Sanders is building a movement that is challenging the Democrat core. His attack on Wall Street money in the Democrat Party is drawing support from the average folks. What Bernie Sanders has done might not be a major influence today but might be the dominate force in the future.
Hillary is riding the African-American vote. Clinton is collecting huge majorities among that minority group. If Democrats ever took the actions needed to improve the Black fate, they would lose control of that important voting block, and Democrats will make sure that never happens.
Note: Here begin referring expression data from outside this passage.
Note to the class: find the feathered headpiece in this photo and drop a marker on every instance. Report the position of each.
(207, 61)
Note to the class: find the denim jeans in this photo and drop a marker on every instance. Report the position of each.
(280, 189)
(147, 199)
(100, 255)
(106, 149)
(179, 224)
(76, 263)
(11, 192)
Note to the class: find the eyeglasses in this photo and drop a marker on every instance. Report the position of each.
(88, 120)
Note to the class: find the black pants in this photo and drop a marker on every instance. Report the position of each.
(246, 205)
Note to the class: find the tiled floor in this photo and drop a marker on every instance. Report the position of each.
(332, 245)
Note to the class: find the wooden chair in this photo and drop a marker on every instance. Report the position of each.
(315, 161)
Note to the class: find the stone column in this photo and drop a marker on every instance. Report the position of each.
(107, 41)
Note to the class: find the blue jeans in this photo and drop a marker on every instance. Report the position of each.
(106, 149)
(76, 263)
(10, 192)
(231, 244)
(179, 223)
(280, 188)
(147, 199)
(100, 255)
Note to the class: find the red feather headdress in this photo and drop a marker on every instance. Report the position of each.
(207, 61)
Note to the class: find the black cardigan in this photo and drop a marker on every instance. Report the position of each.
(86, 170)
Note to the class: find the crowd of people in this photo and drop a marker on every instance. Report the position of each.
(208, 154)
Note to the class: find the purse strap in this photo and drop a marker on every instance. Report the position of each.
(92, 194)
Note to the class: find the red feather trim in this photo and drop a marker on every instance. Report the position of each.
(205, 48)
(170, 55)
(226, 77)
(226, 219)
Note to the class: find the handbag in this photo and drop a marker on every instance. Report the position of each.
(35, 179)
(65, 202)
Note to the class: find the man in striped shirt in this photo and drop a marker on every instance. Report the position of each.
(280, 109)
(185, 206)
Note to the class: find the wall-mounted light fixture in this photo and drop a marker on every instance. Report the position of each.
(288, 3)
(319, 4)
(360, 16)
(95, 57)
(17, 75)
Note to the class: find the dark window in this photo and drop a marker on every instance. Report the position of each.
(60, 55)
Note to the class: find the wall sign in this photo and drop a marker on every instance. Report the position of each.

Over on the Republican side there is a similar situation. Donald Trump is marching toward the nomination. He has picked up on the anger of average Republicans toward their government. These voters have given the GOP control of Congress through several election cycles. To their dismay, the elected officials have not fulfilled any of their promises. In fact, John Boehner (former Speaker) and Mitch McConnell (Senate Majority Leader), have actually worked against votes on some of these issues. Boehner was pushed aside, and McConnell may face heavy competition to keep his position.
Trump is a maverick that will not be satisfied with business as usual. He is fighting against the Special Interests even though he has spent most of his adult life as one of them. Donald Trump will fight the status-quo and make the party more responsive to the Republican voter.
The “establishment” will do everything they can to stop Trump. This entrenched group of politicians will even sabotage the General Election to keep Trump from entering the Oval Office. Mitch McConnell for one has said he will not vote for Trump in the General Election. Many other establishment Republican politicians will probably do the same.
But business as usual will be a thing of the past. If Trump doesn’t win in November, and the establishment continues business as usual, there will be a revolt from the rank and file. Those conservative voters will bolt from the Republican Party to create a new party more to their thinking.
In 1964, Barry Goldwater started a conservative movement in the Republican Party. For the next decade, the Party shrunk in size and lost elections. However, the GOP came roaring back with Ronald Reagan in 1980. This was possible because of the foundation laid by Goldwater. Are we witnessing another revolution now?
Trump and Clinton are the strong favorites to face off in November. It’s all the undercurrents in both parties that will make this election fascinating to watch.